Warfarin was purchased from Orion Co., Ltd. (Espoo, Finland) and the anesthetic ketamine was purchased from Nang Kung Pharmaceutical Co., Ltd. (Taipei, Taiwan). The muscle relaxant xylazine was purchased from Bayer Co., Ltd. (Projensdorfer, Germany). To avoid possible missing doses and prevent injury to the rabbits due to panic, warfarin and SJHST were both administered by the oral route under anesthesia. A combination of ketamine (12.5 mg/kg) and xylazine (5 mg/kg) was administered in a ratio of 1:1 via intramuscular injection in the posterior leg 5 min before administering the oral medications.

4.3. Procedures

Forty-eight rabbits were randomized into eight groups, with six rabbits in each group. Group A (control group) was administered normal saline. Group B (WM group) was administered warfarin 1.5 mg/kg/day. Groups C, D, and E (TCM groups) were administered different doses of SJHST (0.5 mg/kg/day, 1 mg/kg/day, and 2 mg/kg/day, respectively). Groups F, G, and H (combination treatment groups) were administered warfarin 1.5 mg/kg/day and different doses of SJHST (0.5 mg/kg/day, 1 mg/kg/day, and 2 mg/kg/day, respectively). Each group was administered the medications in a single daily dose. The duration of treatment was 14 days. The doses used in this study were calculated according to guidelines established by the United States Food and Drug Administration [20].

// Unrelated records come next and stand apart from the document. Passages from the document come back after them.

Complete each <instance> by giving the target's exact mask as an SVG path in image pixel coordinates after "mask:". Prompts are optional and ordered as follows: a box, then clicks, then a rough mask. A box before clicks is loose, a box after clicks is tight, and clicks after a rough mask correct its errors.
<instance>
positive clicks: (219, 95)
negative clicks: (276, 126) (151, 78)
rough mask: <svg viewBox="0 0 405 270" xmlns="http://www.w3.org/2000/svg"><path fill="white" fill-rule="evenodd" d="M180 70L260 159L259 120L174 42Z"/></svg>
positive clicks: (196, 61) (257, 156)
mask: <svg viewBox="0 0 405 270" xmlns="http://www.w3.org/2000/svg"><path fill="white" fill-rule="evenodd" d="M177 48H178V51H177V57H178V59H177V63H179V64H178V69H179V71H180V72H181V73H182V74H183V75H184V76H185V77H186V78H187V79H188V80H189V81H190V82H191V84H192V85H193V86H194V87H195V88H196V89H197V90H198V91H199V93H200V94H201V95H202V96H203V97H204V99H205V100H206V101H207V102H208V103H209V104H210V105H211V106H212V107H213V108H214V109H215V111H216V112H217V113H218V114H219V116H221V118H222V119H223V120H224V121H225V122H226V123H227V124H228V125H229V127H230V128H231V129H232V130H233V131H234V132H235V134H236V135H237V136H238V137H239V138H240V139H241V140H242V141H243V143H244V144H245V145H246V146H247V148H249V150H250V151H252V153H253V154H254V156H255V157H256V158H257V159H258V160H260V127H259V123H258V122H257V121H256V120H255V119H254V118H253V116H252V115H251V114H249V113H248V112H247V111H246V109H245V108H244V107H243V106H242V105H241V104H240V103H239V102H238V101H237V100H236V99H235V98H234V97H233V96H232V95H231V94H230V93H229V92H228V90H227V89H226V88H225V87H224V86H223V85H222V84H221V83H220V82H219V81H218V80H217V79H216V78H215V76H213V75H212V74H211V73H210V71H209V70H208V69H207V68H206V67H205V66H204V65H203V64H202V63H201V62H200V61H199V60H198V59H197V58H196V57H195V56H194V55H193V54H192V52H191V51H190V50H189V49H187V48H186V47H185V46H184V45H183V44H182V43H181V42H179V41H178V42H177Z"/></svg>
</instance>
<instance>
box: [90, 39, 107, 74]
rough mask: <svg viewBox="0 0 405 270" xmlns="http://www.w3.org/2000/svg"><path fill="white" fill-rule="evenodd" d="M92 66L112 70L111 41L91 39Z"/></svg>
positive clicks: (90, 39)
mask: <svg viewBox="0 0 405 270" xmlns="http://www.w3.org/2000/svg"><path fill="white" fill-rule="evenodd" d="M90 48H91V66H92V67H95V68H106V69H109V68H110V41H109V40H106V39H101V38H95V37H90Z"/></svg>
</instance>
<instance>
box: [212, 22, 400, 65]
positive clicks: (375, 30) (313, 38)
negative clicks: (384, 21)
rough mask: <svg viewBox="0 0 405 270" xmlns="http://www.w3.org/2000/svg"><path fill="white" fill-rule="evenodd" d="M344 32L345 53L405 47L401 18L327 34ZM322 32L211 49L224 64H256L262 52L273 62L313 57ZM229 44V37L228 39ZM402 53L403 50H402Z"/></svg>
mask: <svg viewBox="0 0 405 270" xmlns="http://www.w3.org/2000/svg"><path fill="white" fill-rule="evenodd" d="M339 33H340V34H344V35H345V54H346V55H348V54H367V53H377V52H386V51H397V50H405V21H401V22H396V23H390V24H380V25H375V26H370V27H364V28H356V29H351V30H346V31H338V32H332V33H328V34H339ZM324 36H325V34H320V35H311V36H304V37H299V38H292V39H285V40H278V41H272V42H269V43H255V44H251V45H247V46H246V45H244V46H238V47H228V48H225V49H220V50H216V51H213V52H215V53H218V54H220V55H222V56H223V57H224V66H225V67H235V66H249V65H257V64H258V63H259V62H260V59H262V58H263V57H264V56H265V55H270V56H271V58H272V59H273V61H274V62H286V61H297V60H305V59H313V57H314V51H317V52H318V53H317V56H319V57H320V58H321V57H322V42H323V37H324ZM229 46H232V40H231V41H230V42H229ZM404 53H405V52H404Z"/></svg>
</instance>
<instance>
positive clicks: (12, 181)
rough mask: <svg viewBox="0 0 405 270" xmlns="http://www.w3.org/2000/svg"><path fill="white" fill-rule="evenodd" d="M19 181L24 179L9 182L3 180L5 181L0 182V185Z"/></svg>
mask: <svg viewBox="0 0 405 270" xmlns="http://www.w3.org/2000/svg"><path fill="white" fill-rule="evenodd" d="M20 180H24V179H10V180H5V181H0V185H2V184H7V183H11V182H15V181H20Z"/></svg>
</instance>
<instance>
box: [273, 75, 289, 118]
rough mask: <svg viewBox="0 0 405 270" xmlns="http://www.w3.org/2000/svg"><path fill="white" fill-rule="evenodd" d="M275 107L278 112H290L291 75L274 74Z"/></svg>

4.4. Measurement of Coagulation Profile

Blood samples were collected from auricular arteries of fasting animals. A total of 2.5 mL of blood was collected from each animal in sodium citrate blood collection tubes. Samples were obtained prior to experimentation (day 0) and on day 7, day 14 and day 17 (3 days after discontinuation of the medication). The activated partial thromboplastin time (APTT), PT, and thrombin time (TT) were calculated by the Sysmex CA-1500 system (Sysmex; Kobe, Japan).

4.5. Statistical Analysis

Results represent the mean ± standard deviation. The data were assessed by the non-parametric Wilcoxon’s signed-rank test to compare the differences before and after treatment in the same group. The Kruskal-Wallis test was used to compare the differences among experimental groups. A value of p < 0.05 indicated statistical significance.

5. Conclusions

Chinese herbal medicines are often believed to have fewer side effects than WMs and, therefore, they are extensively used alone and in combination with WM. However, potential herbal-drug interactions may exist. This study revealed a potential increased risk of bleeding when larger doses of SJHST are used with warfarin. SJHST is commonly used for degenerative joint diseases and warfarin is commonly used for cardiovascular disease, and thus both of these drugs are commonly used by older patients. Possible herbal-drug interactions should be emphasized by TCM doctors when prescribing anticoagulant therapy to patients. Closer monitoring PT and APTT and risk of bleeding is warranted if patients use warfarin and SJHST together.